Questo, l’inizio della lettera dei magistrati; la forma severa, quasi solenne – che certamente colpisce – dipende dal fatto che subito è posto il problema del magistrato, del suo delicatissimo compito, della estrema rilevanza per la convivenza civile della funzione giurisdizionale: la legge che vincola ed il magistrato che deve interpretarla e applicarla al caso concreto; in gioco la libertà, la sicurezza e i beni dei cittadini.
C’è qui in questo « incipit », così formale e severo, il richiamo indubbio alla «autorevolezza» che la giustizia deve avere in sé e nella percezione della gente, per cui si giustifica il successivo, accorato appello a rendere congruo e forte questo fondamentale servizio.
Ma i magistrati sono anche i primi a mettersi in discussione. «Siamo consapevoli – essi dicono – che spesso le decisioni arrivano troppo tardi e non sempre i bisogni e le aspettative di giustizia sono soddisfatti». E’ chiaro che qui è implicata la loro professionalità, la loro intelligenza, la loro cultura, non ultime ragioni della loro autonomia e indipendenza.
Ma proprio perché si mettono in discussione diventa più credibile il loro appello, nutrito della quotidiana esperienza, perché, chi vi deve provvedere, provveda, con costante lettura dell’occorrente, ai mezzi necessari per rendere adeguato il servizio giustizia.
Ma al di là della richiesta di una più efficiente organizzazione e adeguato funzionamento del servizio, per la cui impresa il Csm si sente coinvolto nella promozione di una cultura anche manageriale dei Capi degli Uffici, c’è, nell’appello dei magistrati, anche la richiesta a Governo e Parlamento per interventi di riforma sulle procedure e sui codici.
Il male oscuro della giustizia italiana, e cioè la durata interminabile del processo, trova la sua causa principale nella legge processuale: qui è lo snodo essenziale di una politica riformatrice per la qualità del servizio e, non a caso, questa è la prospettiva che il Csm ha, con insistenza, suggerito, anche con la Relazione al Parlamento sullo stato della giustizia per l’anno 2001, espressamente dedicata al tema dell’efficacia e dei tempi della giurisdizione.
Ecco perché nel parere che il Csm ha dato sulla proposta di legge-delega per la riforma dell’ordinamento giudiziario, si è avuto cura di avvertire come questa legge, pur necessaria e prevista dalla stessa Costituzione (VII disposizione transitoria) non affronta e non può affrontare i temi decisivi di una riforma della giustizia.

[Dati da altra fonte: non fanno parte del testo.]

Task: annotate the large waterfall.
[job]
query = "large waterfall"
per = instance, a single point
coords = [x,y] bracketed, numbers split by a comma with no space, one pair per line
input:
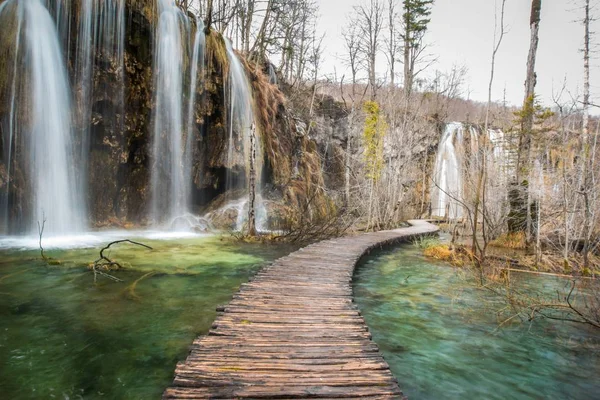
[37,138]
[94,134]
[242,125]
[447,189]
[459,152]
[173,113]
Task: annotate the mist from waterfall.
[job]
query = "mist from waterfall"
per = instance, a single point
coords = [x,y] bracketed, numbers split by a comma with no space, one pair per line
[39,136]
[459,152]
[447,186]
[241,120]
[173,115]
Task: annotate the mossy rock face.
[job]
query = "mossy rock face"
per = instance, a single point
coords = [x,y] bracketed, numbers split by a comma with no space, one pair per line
[121,132]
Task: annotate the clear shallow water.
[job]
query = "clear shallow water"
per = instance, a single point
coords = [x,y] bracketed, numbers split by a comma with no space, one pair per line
[63,337]
[440,338]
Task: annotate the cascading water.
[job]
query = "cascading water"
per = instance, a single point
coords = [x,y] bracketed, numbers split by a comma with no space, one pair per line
[447,186]
[173,119]
[39,148]
[453,159]
[99,35]
[241,126]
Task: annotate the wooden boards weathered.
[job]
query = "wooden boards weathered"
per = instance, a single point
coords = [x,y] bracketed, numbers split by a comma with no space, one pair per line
[294,332]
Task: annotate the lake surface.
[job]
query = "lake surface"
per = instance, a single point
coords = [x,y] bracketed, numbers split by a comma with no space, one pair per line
[440,336]
[64,337]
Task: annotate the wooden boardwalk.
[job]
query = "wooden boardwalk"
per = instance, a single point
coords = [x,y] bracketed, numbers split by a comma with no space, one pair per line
[294,332]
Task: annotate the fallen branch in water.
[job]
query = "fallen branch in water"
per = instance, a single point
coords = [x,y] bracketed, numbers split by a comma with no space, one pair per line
[106,264]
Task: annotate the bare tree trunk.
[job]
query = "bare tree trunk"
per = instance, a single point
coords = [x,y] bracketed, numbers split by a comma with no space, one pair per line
[348,158]
[407,70]
[524,154]
[481,180]
[252,184]
[587,183]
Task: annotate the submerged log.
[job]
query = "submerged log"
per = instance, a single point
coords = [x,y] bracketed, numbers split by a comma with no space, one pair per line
[294,332]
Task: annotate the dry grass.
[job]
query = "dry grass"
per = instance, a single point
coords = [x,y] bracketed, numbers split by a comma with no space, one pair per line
[440,252]
[514,241]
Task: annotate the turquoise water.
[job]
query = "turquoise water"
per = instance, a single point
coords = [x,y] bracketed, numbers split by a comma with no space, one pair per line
[64,337]
[440,336]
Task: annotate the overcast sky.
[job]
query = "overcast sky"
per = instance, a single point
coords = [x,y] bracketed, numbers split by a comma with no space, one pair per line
[461,32]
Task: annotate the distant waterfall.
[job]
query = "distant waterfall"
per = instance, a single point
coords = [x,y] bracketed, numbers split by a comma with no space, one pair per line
[241,120]
[448,174]
[37,138]
[459,150]
[172,152]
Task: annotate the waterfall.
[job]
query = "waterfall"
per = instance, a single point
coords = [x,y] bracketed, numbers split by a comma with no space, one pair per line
[40,146]
[455,159]
[240,105]
[171,178]
[448,174]
[100,34]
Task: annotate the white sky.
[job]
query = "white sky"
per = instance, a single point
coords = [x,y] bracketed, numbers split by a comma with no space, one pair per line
[461,32]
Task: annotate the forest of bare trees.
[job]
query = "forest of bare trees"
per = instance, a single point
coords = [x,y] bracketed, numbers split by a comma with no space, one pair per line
[396,102]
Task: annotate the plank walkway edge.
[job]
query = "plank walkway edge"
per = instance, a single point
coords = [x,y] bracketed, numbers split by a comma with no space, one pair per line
[294,332]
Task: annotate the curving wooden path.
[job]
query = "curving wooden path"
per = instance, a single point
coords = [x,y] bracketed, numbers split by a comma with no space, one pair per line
[294,331]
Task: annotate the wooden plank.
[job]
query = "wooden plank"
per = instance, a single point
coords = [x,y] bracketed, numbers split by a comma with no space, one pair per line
[293,331]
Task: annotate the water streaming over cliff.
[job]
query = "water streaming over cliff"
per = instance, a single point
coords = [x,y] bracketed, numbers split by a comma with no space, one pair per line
[73,147]
[38,140]
[242,124]
[460,154]
[173,114]
[448,174]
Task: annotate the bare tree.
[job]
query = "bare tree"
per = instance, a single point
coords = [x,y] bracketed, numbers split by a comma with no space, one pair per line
[415,22]
[370,23]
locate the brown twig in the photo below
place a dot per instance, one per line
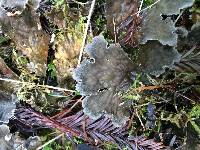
(66, 111)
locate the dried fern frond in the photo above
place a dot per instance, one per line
(101, 130)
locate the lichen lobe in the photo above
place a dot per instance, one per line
(101, 78)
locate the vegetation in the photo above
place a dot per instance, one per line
(132, 83)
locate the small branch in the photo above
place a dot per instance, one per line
(152, 87)
(147, 7)
(136, 112)
(86, 30)
(141, 4)
(63, 113)
(36, 85)
(50, 141)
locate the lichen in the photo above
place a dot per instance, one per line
(155, 57)
(101, 78)
(154, 27)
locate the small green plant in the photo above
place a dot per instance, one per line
(52, 70)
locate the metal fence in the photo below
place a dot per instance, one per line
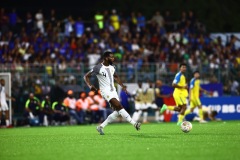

E sul merito di questa proposta di legge, i magistrati, e non solo i magistrati, conoscono il parere assai critico che il Csm ha espresso soprattutto per la vulnerabilità che sembra investire l’impianto costituzionale del sistema giudiziario (compreso l’indebolimento di prerogative dello stesso Csm) e per la farraginosità di meccanismi concorsuali che potrebbe rendere assolutamente ingestibile la macchina giudiziaria.
Ma di questo parere troppo volte si è parlato e non mette conto di ripetersi. Piuttosto, è opportuno cogliere lo spirito che mi pare orienti la lettera dei magistrati in un momento così difficile e preoccupante, caratterizzato, come è, da proteste – qualunque possa esserne la valutazione – anche da parte di altri operatori della giustizia e da critiche assai severe di studiosi e giuristi.
Lo spirito che orienta la denuncia dei magistrati mi pare, infatti, possa essere considerato, in uno scenario nuovo, dove fossero rimosse pregiudiziali e chiusure, come una risorsa per il Paese, una risorsa preziosa.